The data shows better attendance, improved test scores, fewer disciplinary events, fewer visits to the school nurse, reduced absenteeism, greater meal participation and increased parental engagement. That is what moving the needle looks like. 

When we stopped viewing school meals as meal replacement and began seeing school cafeterias as a critical part of academic infrastructure, as a critical part of  public health strategy, and as a critical component of much needed workforce development and culinary pipeline,  we understood what true leadership looked like.

Leadership must be willing to evolve. The traditional model is hierarchical and, in many cases, patriarchal. The old leadership model  preserves institutions as they are, rewards tenure and tradition over the need for measurable change. 

The challenges we face are systems problems, not symptom problems. and systems problems cannot be solved with outdated leadership models. New leadership in philanthropy must be more than data-driven, It must be outcome-driven. It's one thing to be data-literate but it's another to be  data-obsessed. Leadership needs to understand when data needs to take a back seat to empathy. Not everything that can be counted, counts. And leadership must be disciplined enough to evaluate what works, and sunset what does not.

We must  collaborate across sectors. In the case of A Longer Table, we recognized that hunger, health, and education do not exist in isolation. We work with schools, with neighbors, with experts in areas of health, with parents and with the children themselves.

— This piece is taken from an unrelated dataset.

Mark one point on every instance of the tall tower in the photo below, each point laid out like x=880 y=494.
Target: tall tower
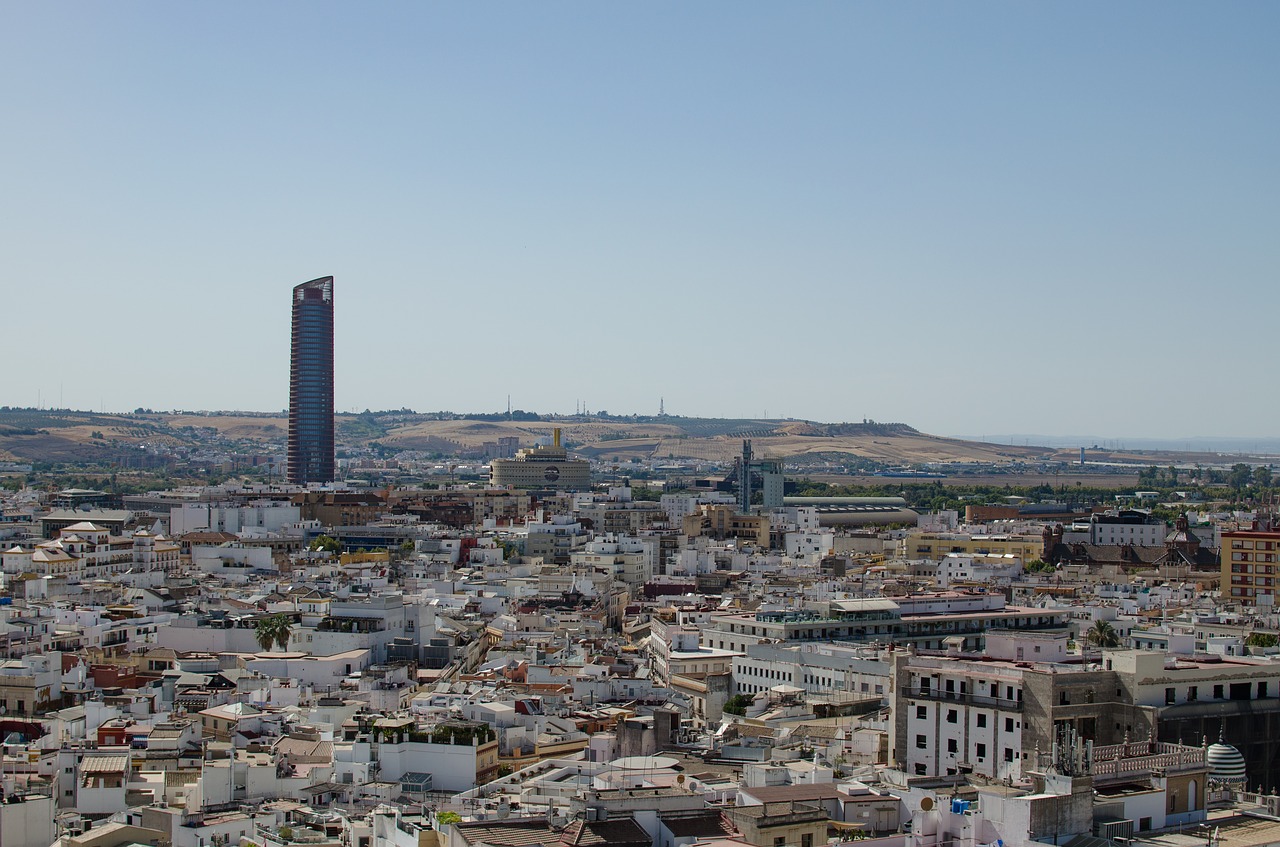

We must be willing to share power, to ask who is missing from the table, and to intentionally invest in leaders who do not resemble those who built the existing system. 
Representation is not optics; it is infrastructure. We need to reconcile this: most leaders and organizations today are not struggling because they do not care. They are struggling because they are trying to become leaders (and organizations) that they themselves did not have. Creating without a template is hard.

In philanthropy, as in business, we often speak about ROI, return on investment. Traditionally, that has meant financial value aka profit created by an investment. I'm exhausted by people talking about return on investment. In this next era, ROI must mean more. How about ROI meaning return on individuals. After all, If their outcomes do not improve, then what are we investing in?

ROI should also stand for return on individuals in terms of improving educational access and earning potential, strengthening health trajectories, expanding educational access, and increasing options and opportunities for purpose driven lives. And ROI should represent return on impact: measurable, sustained systems change. Generosity without outcomes is status quo maintenance. Generosity paired with measurable impact is transformation.

Modern leadership is less about authority and more about accountability: accountability to measurable results, to transparency, and to meaningful change. The future will not be defined by how much we give, how many events we host, or how busy we remain. It will be defined by what changes because we were here.